Cashman also had a vegetable garden, and she once once planted some 200 tulips in the cutting garden.
“Deer candy,” she said. “I learned my lesson.”
The animals also ate the vegetables, and Cashman’s mom started to use a walker. Cashman explained, this made it difficult for her mother to also handle a vase of flowers and maneuver the walker as well.
Hence, three years ago, Cashman transitioned to a perennial garden with the help of Claire Schuchman. A master gardener, Schuchman was featured on last year’s garden tour.
“Fifteen years ago, I was still willing to get on my hands and knees and plant things,” Cashman said. “I don’t do it anymore.
“Having a cutting garden was all annuals all the time. A ton of work. I prefer perennials now. They don’t require that amount of work.
“I am grateful that I have the ability to have pretty things around me and not be personally responsible for every bit of it.” she added.

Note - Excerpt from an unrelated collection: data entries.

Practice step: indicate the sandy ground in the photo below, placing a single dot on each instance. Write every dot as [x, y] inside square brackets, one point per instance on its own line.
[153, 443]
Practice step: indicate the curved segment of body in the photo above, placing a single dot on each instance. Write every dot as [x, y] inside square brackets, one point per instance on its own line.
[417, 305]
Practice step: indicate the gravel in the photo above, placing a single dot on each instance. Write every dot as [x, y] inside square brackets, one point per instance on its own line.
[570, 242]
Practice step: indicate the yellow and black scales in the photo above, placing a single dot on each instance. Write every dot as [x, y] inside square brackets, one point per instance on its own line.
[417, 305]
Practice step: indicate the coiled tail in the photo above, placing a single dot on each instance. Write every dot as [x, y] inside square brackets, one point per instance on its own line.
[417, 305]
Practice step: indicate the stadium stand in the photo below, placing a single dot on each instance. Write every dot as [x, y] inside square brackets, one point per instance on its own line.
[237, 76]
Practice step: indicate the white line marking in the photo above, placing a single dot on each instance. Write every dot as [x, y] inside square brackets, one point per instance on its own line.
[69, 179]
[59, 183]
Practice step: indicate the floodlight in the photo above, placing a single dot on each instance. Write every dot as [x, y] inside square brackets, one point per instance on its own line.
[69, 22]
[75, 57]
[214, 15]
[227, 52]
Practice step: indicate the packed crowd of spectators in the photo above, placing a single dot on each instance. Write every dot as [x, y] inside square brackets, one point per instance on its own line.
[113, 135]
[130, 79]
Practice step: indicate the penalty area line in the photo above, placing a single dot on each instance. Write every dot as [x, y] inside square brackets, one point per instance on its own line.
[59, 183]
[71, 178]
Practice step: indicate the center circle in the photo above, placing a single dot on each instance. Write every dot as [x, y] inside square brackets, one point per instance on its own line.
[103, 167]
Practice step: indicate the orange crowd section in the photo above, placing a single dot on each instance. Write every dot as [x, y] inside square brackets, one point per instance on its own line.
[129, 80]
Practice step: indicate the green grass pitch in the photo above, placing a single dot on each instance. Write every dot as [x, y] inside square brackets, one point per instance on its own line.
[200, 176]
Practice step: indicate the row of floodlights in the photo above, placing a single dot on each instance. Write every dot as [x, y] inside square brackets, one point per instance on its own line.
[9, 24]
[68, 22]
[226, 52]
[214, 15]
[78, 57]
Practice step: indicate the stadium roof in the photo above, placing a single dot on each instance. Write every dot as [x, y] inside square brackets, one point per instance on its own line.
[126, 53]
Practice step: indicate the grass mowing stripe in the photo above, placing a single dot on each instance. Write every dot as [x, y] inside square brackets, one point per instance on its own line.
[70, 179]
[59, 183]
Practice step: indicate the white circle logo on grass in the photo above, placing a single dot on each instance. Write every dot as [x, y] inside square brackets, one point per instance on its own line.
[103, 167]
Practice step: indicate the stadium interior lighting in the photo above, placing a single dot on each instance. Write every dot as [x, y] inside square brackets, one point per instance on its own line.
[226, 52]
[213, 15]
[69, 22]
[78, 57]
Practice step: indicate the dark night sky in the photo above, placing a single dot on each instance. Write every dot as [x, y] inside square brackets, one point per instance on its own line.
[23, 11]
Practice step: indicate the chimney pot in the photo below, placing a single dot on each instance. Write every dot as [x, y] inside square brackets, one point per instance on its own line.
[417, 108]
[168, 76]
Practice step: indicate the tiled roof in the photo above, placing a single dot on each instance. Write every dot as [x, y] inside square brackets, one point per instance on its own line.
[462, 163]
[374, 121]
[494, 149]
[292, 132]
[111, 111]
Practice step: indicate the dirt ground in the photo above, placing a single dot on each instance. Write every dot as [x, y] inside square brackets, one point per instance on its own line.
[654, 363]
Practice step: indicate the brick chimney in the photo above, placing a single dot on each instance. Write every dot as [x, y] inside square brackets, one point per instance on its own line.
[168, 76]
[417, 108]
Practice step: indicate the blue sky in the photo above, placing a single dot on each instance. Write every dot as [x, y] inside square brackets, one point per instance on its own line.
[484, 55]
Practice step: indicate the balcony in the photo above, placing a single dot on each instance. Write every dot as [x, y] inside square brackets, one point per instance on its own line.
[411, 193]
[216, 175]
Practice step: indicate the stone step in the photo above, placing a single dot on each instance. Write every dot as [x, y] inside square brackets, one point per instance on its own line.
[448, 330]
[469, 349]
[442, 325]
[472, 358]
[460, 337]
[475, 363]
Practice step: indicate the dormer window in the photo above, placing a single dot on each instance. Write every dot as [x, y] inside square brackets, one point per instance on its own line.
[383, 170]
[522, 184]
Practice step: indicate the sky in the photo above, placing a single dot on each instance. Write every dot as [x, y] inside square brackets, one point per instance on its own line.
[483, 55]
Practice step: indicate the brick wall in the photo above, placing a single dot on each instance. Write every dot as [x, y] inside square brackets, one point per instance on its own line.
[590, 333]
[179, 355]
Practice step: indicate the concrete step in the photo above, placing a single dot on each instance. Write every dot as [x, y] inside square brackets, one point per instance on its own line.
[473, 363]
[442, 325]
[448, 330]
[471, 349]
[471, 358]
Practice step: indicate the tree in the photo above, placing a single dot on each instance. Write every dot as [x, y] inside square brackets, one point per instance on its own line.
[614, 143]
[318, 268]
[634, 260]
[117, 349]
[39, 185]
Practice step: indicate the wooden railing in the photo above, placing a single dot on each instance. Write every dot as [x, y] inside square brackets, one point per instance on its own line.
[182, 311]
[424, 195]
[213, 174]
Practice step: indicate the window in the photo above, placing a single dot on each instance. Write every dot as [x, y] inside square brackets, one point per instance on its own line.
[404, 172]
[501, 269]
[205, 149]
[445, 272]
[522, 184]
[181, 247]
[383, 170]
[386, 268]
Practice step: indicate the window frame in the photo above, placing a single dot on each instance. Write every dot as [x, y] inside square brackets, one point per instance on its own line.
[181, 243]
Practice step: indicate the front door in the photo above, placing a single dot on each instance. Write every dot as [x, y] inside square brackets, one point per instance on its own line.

Throughout her estate are several well-manicured garden plots featuring trellises, pots, an ornamental sculpture and fountain. However, the highlights are a Moon Gate and a Wizard. The former is a recently placed iron trellis, while the latter is a wooden figurine carved out of a diseased elm tree, pruned back in 2005.
“Between them, the plants get lost,” Cashman said jokingly.
Plants are indeed aplenty.
There are a variety of tree specimens, including a white birch and magnolias, as well as an herb garden featuring basil, parsley, oregano, thyme, chives and cilantro. Additionally, there are hydrangea, Russian sage, allium, cypress, juniper, hellebores, clematis, variegated rose of Sharon, climbing roses, begonia, creeping Jenny, as well as Cashman’s favorite, hibiscus.
“When they bloom, they are really spectacular. The contrast is amazing between the foliage and flower. Lights up wherever it is and goes all summer,” Cashman said.
Overall, she added regarding gardening, “I like the beautiful results.”
Proceeds from the garden tour benefit the library. Tickets are $20 in advance ($25 the day of the event, and available on the library’s website.
“The garden tour helps the library,” Cashman said. “I am a big supporter of the library.
“It takes me back to when I was growing up and my mother told the six of us, ‘Readers are leaders and leaders are readers.’ She encouraged us to have a book in hand. My grandchildren use the library now, and I am delighted with that. I am happy to help with the tour. It works for me.”